This does not mean that the price of crude oil itself has turned negative. If crude oil really had a negative price. One could drive a truck up to a crude oil storage facility and gladly been given crude oil for free. The owner of the oil would be eager to give it away for free, since a zero price is better than having to pay you to drive away with it. This was, I believe, certainly not the case last April 20. I don't know that for sure, but I seriously doubt it.

Another way to think of the situation is this - under normal circumstances, the price of the futures contract is indeed very much a representation of the price of the physical oil. To emphasize in the clearest terms - a  buyer of physical oil can wait until a futures contract nears expiry, buy the futures contract, and receive oil tomorrow or at most, a few days later.
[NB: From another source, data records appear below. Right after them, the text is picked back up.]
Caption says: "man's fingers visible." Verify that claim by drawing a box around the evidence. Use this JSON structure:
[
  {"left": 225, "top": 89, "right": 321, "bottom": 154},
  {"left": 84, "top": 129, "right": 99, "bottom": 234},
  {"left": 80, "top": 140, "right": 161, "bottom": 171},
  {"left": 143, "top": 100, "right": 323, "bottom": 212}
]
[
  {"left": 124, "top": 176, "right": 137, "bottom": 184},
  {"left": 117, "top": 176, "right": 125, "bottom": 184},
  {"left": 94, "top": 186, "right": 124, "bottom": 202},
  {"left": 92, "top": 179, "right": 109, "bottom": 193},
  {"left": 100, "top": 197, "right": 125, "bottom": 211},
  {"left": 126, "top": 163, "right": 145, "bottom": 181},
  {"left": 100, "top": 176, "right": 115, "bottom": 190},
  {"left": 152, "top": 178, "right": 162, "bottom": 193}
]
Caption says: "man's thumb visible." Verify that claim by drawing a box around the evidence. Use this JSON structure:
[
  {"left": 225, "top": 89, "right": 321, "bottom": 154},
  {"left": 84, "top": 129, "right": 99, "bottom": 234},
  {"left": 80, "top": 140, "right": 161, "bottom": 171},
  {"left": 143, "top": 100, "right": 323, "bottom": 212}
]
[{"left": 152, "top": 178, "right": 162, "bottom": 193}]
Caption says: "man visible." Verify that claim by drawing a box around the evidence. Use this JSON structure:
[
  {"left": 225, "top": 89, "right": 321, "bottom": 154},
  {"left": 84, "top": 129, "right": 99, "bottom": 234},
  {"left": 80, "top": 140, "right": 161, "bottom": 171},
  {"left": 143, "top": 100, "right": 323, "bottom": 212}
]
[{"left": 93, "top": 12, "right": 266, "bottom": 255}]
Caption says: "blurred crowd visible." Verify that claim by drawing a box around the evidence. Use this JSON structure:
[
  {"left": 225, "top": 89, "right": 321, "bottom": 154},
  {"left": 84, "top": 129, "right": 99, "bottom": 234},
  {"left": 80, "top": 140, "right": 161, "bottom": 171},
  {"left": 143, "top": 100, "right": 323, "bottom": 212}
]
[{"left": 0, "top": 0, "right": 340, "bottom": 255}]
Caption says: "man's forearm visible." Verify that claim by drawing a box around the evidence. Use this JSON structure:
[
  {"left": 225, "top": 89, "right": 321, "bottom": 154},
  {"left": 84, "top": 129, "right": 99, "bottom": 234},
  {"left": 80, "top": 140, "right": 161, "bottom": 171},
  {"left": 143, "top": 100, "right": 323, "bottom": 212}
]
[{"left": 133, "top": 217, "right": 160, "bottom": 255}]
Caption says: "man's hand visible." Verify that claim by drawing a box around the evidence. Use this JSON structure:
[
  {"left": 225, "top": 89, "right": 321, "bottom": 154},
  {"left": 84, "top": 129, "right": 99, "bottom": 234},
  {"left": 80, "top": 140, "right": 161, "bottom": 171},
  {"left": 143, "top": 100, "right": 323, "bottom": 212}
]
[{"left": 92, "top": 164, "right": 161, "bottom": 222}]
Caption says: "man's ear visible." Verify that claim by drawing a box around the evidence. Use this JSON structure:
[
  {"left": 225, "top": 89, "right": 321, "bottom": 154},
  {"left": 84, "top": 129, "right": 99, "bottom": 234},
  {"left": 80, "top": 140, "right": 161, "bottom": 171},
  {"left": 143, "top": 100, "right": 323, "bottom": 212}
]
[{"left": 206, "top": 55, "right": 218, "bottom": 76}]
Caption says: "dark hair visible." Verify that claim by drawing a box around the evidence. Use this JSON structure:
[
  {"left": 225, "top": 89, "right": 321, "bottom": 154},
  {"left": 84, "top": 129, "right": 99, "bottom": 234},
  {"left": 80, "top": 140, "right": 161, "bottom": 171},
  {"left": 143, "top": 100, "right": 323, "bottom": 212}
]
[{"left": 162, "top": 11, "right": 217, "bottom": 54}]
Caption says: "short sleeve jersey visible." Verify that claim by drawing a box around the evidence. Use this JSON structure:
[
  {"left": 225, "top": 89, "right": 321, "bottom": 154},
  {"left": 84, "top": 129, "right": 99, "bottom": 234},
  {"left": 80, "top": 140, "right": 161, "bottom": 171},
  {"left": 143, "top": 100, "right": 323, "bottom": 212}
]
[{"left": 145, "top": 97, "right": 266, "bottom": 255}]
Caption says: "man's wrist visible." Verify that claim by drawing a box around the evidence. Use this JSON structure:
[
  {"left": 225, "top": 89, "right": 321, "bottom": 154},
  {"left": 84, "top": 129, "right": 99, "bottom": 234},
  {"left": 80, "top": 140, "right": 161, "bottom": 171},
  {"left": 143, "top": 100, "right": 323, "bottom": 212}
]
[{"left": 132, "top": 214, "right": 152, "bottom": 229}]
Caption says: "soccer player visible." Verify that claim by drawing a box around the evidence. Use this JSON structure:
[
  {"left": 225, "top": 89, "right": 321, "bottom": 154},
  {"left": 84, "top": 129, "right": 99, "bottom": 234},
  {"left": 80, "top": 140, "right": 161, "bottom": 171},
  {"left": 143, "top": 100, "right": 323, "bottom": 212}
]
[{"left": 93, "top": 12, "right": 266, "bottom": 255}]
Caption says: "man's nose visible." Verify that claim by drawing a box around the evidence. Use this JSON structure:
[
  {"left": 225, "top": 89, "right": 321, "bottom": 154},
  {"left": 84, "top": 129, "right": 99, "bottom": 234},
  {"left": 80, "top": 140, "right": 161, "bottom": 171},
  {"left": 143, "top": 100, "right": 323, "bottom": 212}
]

So he would have gotten a free lunch if the price in the futures contracts were cheaper than the price in the physicals, and the laws of financial physics preclude such free lunches. So prices in both markets are thus effectively tied to each other. But when this link between the physical world and the financial world has been broken (e.g. There is no appetite for new transactions of physical oil because the storage tanks are bursting), then what keeps the prices in the two worlds in lock-step with each other has effectively been broken, and thus the price in each of the two worlds become free of each other.

On April 20, the price of the futures contract effectively lost its connection to the price of physical oil, and thereby took on a life of its own. With a sharp imbalance in supply in demand, or perhaps more accurately, with a sharp imbalance in the urgency of the supply and the urgency of the demand, prices took a wild and perhaps unprecedented turn.